Он вытащил все деньги, что оставались при ном, засунул их за пазуху ее ватника и, понимая, что не так прощаются добрые люди, но все-таки веря в то высшее, что есть в человеке, значит, и в нем и в Марии, почти наверняка знал, что навестит она Колпакова.
От этого темные, жесткие глаза его потеплели и чуть скуластое лицо с полными губами стало очень добрым.
Глаза у Марии блеснули никогда не виданным Костей огнем — влажным, нежным и чуть болезненным, некоторое время она всматривалась в него, потом слабо охнула, взяла Костю за рукава шинели, притянула к себе и покатала голову по его груди. Он попытался обнять ее, но она оттолкнула и сказала:
— Что ж… Вот и отлюбились… — Смахнула слезу и неловко, виновато улыбнулась. — Дай бог, Костик, чтоб до свидания. Иди.
Он еще ждал, еще надеялся, что будут сказаны и им и ею какие-то особенные, неповторимые слова, но сам таких не находил. Она еще раз сказала: «Иди», круто повернулась и пошла к слившемуся со снегом, слабо поблескивающему белью. Костя смотрел ей вслед и то злился неизвестно на что, то бешено жалел и ее и себя. Потом тоже круто повернулся и торопливо пошел назад, шепча:
Ну, вот и все… Все…
Но он врал себе, он надеялся, что это расставание — не последнее, что еще будут встречи, потому что вот сейчас только он понял, как же ему трудно отрываться от нее.
Ребята из избы-палаты были еще на обеде, водка с закуской оказались нетронутыми, и он добавил к ним записку, потом забежал в штаб медсанбата, прихватил документы и пошел в полк, на передовую.

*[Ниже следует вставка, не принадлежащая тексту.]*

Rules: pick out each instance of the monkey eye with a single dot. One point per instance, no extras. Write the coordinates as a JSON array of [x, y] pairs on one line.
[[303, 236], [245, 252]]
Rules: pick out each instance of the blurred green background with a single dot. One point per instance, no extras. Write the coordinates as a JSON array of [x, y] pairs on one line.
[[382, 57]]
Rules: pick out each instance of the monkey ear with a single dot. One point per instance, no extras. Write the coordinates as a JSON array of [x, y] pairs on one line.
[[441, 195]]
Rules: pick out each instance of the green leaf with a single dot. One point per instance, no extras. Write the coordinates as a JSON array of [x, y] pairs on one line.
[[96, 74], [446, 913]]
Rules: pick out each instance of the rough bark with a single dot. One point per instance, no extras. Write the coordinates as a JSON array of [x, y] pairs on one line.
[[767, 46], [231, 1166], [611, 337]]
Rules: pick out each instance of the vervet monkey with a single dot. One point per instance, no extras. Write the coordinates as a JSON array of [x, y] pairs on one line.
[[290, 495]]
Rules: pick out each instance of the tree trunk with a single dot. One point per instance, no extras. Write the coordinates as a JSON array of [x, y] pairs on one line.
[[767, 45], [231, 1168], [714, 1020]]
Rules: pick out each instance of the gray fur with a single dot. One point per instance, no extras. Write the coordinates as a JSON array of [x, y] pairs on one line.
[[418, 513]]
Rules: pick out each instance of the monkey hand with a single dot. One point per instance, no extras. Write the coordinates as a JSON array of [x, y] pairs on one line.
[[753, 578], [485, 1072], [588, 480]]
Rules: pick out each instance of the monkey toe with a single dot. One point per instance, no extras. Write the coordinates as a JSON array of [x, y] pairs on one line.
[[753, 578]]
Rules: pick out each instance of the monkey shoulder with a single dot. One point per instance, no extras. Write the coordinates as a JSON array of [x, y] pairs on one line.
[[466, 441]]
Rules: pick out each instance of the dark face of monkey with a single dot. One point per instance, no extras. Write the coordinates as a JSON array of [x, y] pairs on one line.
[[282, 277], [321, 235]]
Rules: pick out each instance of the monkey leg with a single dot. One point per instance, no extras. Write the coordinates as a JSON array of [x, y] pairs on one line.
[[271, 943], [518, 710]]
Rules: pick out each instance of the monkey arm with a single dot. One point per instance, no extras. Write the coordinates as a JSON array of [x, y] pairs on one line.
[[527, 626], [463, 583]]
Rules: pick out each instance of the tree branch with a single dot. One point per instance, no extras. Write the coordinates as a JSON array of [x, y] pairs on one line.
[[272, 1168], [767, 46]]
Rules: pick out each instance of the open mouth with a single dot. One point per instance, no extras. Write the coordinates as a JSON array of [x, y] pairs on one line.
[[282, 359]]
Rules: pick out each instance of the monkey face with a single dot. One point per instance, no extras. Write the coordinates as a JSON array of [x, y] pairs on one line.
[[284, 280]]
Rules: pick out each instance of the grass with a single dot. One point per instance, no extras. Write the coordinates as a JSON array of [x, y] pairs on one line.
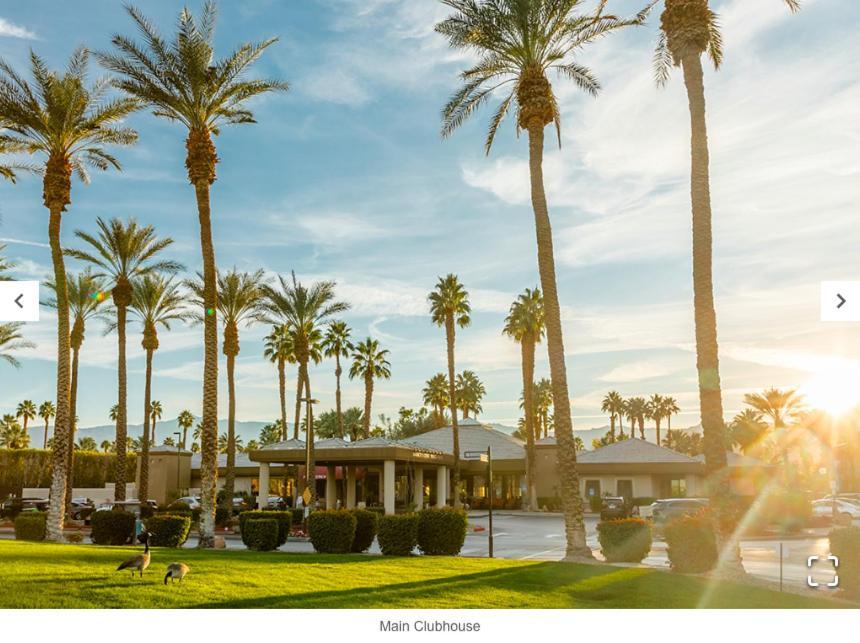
[[39, 575]]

Шел он легко, быстро, стараясь вспомнить, что его заинтересовало при расставании с Марией, но он не мог сделать этого, потому что думал о ней. Тогда он заставил себя думать о деле, о передовой, и в конце концов это ему удалось.
Глава седьмая
Отделение было на огневых, землянка выстужена, и Костя, влетев в нее, как домой после разлуки, расстроенно присел на нары, прикрытые лапником н плащ-палатками. После теплой, вымытой санитарками и натопленной дневальным избы, после кино, танцев и Марин остуженная землянка, отсутствие ребят ударили больно, наотмашь. А тут, как назло, где-то совсем рядом грохнула серия снарядов, с накатов запылила пересохшая глина. За накатами протопали сапоги.

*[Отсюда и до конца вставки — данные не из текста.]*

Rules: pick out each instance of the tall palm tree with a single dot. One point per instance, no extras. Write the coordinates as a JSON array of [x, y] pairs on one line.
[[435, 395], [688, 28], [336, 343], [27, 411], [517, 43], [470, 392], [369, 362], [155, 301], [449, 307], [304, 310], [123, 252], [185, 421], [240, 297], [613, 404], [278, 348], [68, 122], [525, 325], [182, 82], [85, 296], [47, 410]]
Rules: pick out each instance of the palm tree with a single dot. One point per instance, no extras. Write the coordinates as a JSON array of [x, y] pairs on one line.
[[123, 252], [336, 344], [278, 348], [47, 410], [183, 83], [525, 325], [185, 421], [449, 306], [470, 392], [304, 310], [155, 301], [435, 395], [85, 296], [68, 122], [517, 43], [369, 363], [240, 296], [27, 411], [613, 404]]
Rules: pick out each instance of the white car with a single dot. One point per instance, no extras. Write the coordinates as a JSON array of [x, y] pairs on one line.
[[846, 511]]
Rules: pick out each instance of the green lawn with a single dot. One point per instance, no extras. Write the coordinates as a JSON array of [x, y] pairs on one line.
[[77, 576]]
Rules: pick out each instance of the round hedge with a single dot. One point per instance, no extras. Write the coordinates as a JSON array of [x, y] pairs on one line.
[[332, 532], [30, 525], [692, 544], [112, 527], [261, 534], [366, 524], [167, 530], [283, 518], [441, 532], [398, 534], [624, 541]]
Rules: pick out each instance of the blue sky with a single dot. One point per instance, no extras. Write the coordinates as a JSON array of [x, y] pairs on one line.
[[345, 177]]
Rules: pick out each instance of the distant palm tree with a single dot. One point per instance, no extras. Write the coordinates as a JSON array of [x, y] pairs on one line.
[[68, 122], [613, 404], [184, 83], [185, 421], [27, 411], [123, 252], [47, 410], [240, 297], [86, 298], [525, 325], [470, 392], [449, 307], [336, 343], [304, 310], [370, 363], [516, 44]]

"На кой черт я спешил? — горестно подумал Костя. — Даже не пообедал…" Ему отчаянно захотелось есть, но идти па кухню — бесполезно: обед-ужин еще не готов.
Костя вздохнул и заметил — дров у печи нет. А сырыми — пока растопишь…
"Ведь говорил чертям, чтобы загодя дрова готовили, — рассердился Костя, заглянул в котелки и выругался: они стояли немытыми, а в общем котелке не было не то что чая, а даже воды. — Разболтались, совсем разболтались…" Тупая усталость и обида на ребят захватывали все сильней, не хотелось уже не только двигаться, а даже думать. Он лег на нары, потом вскочил и вслух сказал:
— Ну, чего распустился? Пуховиков ждал? Оркестром тебя не встретили? Давай шуруй, действуй, доброволец-комсомолец.
Он скинул шинель, разыскал в головах свой ватник и начал шуровать: перетряс постели, подмел, сменил газету на столике и, прихватив общий котелок, помчался на кухню. Воды в водовозке не оказалось, он наколол льда и, оглядываясь, набрал у бурчащей кухни охапку уже колотых дневальными дров. Пока растапливал остывшую дымящую печь, ругался, потом опять побежал к кухне, натаскал пиленых чурок и стал колоть их перед землянкой. Рассчитав, сколько времени потребуется, чтобы растопился лед, а вода согрелась, выложил за печкой поленницу свежеколотых дров — пусть сушатся, вымыл котелки. И все быстро, стремительно, но зло, как будто погоняя себя, как будто мстя кому-то, а скорее всего самому себе.